Layer 3, the network layer, generally controls the routing of packets of data from the sender to the receiver via the datalink layer. It is used by the transport layer. An example of the network layer is Internet Protocol (IP) which is the network layer for the TCP/IP protocol widely used on Ethernet networks. In contrast to the OSI seven-layer architecture, TCP/IP (Transmission Control Protocol over Internet Protocol) is a five-layer architecture which generally consists of the network layer and the transport layer protocols. The transport layer (Layer 4) determines how the network layer should be used to provide a point-to-point, virtual, error-free connection so that the end point devices send and receive uncorrupted messages in the correct order. This layer establishes and dissolves connections between hosts. It is used by the session layer. TCP is an example of the transport layer.

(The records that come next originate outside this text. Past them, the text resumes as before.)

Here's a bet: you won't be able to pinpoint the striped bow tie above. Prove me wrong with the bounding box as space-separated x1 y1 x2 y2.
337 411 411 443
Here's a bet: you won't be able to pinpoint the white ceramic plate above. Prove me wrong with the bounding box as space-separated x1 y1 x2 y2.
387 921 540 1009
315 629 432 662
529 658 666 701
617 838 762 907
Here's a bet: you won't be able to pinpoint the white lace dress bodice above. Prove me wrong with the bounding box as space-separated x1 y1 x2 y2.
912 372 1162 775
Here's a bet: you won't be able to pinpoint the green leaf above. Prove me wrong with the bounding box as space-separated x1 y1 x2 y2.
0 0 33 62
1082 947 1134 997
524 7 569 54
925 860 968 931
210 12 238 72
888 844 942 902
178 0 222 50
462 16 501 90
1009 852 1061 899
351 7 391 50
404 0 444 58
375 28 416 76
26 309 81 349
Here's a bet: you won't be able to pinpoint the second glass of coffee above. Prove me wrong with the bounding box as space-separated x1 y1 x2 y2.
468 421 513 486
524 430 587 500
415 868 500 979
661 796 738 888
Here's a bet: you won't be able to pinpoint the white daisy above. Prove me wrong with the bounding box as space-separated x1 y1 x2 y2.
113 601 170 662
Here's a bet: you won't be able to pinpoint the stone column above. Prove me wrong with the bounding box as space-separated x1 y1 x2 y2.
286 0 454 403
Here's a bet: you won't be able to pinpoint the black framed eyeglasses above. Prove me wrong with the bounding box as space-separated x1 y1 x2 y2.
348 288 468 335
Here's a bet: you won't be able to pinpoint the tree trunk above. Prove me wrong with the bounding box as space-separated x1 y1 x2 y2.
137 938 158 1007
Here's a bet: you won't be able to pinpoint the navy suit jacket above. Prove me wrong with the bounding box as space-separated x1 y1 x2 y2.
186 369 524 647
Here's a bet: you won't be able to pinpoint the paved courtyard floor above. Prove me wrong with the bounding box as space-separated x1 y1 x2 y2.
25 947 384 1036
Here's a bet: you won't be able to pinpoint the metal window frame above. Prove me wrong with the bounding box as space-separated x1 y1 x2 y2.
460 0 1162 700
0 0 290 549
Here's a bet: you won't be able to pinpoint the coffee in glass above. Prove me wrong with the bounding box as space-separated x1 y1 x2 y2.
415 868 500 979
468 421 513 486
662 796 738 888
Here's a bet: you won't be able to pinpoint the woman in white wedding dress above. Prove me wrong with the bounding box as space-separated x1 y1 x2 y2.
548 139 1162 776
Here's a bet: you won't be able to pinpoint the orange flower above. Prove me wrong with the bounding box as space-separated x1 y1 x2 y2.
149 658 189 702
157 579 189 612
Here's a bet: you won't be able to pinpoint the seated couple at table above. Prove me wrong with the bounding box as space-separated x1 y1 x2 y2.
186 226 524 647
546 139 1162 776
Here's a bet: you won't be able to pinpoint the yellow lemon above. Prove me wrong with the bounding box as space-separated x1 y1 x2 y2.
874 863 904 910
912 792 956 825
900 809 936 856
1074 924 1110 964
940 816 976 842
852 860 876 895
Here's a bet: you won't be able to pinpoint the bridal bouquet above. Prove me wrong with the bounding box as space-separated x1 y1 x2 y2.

Layer 5, the session layer, uses the transport layer and is used by the presentation layer. The session layer establishes a connection between processes on different hosts. It handles the creation of sessions between hosts as well as security issues. Layer 6, the presentation layer, attempts to minimize the noticeability of differences between hosts and performs functions such as text compression and format and code conversion. Layer 7, the presentation layer, is used by the application layer to provide the user with a localized representation of data which is independent of the format used on the network. The application layer is concerned with the user's view of the network and generally deals with resource allocation, network transparency and problem partitioning.
The Point-to-Point Protocol (PPP) generally encompasses the datalink layer (layer 2) and the network layer (layer 3) of the OSI model. PPP was designed to provide a standard Internet encapsulation protocol for transmitting multi-protocol datagrams over point-to-point links. PPP has three main components, namely, (1) an encapsulation method (HDLC-like), (2) a link control protocol (LCP) for establishing, configuring and testing the datalink connection, and (3) a family of network control protocols (NCPs) for establishing and configuring different network layer protocols. PPP using HDLC-like framing is defined in Request For Comments (RFC) 1662. PPP is capable of operating over most data terminal equipment/data communication equipment (DTE/DCE) interfaces (e.g., EIA RS-232-E, EIA RS-422 and CCITT V.35). PPP requires a dedicated or switched full-duplex circuit which can operate in either asynchronous, bit-synchronous or octet-synchronous mode and which is transparent to the datalink layer frames. PPP presents an octet interface to the physical layer and makes no provisions for accepting sub-octets. PPP accommodates several different network layer protocols, such as Internet Protocol (IP), Internetwork Packet Exchange (IPX), DECnet, etc.
Most remote local area network access and Internet access is performed using asynchronous communications across a modem or across an ISDN terminal adapter (TA). However, the higher level layers, IP or TCP/IP, are block-oriented and normally require a synchronous protocol for transmission. In order to transmit these higher level layers over asynchronous communication links, low level protocols, such as PPP, have been developed. These lower level protocols present a significant processing load to the end point device processor because of the character-intensive nature of the protocols. In the past, the end point device processor has been made responsible for all PPP processing. End point devices, such as personal computers, used by Internet service providers should each be capable of simultaneously servicing several users in order to maximize efficiency. Therefore, each end point device of the Internet service provider normally includes several modems for simultaneous communication with a plurality of users. The modems usually are located on cards which reside inside of the end point device. This arrangement requires that the host processor of each end point device perform the protocol processing, including PPP processing, for a plurality of users. The processing of the lower level protocols, such as PPP, takes up a large amount of the processing time of the end point device processor which could be used by the end point device processor to perform other processing tasks.
In accordance with the present invention, the processing of the lower level protocols is accomplished by the processor of the communication device, thus increasing throughput and leaving the processor of the end point device free to handle other tasks.